Importantly, there is no illusion that empathy is constructed or that somehow troubled emotional life is healed. Instead, the goal is to engineer in the resident a cognitive pathway that helps him or her to see that one’s best interest can be served by existing within socially acceptable boundaries.
The ins and outs of psychopathy, callous kids, and the Mendota Center are clearly more complex than this thumbnail sketch, and skepticism about the treatment methodology is understandable. But in studies that compare outcomes for the psychopathic like Mendota inmates and those incarcerated in a traditional juvenile detention center (who were less psychopathic as a group), the Mendota kids were almost twice less likely to commit a violent crime on the outside, and have committed no murders to date. The comparison group from the parallel juvenile treatment center has committed sixteen murders in the same period of time. Something seems to be working at Mendota.
At least three themes from Mendota are instructive for the reclamation of kids schools have currently lost, the legion of them, that corps of uncertain but substantial size.
Despite their characterological weak connection to other humans, the kids at Mendota seem to respond to the faith and temperament of the staff along with the incentives of the behavioral modification system. Kids respond to adult attention, as we see in good parenting and in change making public school and charter alike, and so would be a principle at the heart of scholastic resuscitation of heretofore lost kids. As a subset, a well thought out behavior modification program is likely a crucial piece. Measured consequence for misbehavior is still on the table, though the insight from Mendota with chronic misbehavior is that positive intervention can be more productive. The restorative justice movement, which addresses recidivist misbehavior in schools around the country, is a related example.
A second characteristic, probably derivative of the first, but worth mentioning separately, is patience and a respect for the time it takes to shift human, in this case juvenile momentum. Though we are obsessed with grades and promotion, systems are needed that keep a lost kid engaged in school for the long run, and that recognize both academic remediation and psychic regeneration are first priorities. Remember, for example, that Head Start kids do not retain their gains in academic skills, but in later life are more likely to graduate, hold a job, and not stray in the eyes of the law. More on the importance of that long view in my next post.

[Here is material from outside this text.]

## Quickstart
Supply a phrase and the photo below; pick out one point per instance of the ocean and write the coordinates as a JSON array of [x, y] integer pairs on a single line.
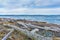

The last lesson to draw from the detention treatment of callous kids is the construction of cognitive purposefulness, a sense of ego control, a mind map, an interior guide to the future. In the case of callous kids, it’s a tool that gives them incentive to stay on the straight and narrow, but for our scholastically marginal kids such a pathway leads from their psychic disarray toward a sense of personal power, giving hope that they have the resources to create for themselves a life trajectory. Again I return to Head Start and its lesson that the more profound benefit may be well down a road constructed from early hopeful experience.
It is a tragedy of our short sighted culture that we spend for incarceration but not the prevention of incarceration, which study after study has shown is cheaper in the long run, because the kids that end up criminals were mostly once on the margin in schools that served them. If Mendota can create change in kids whose psychopathy frightens us, perhaps we might muster the resources to rescue early the potential criminals that bedevil us, for their sake and our own.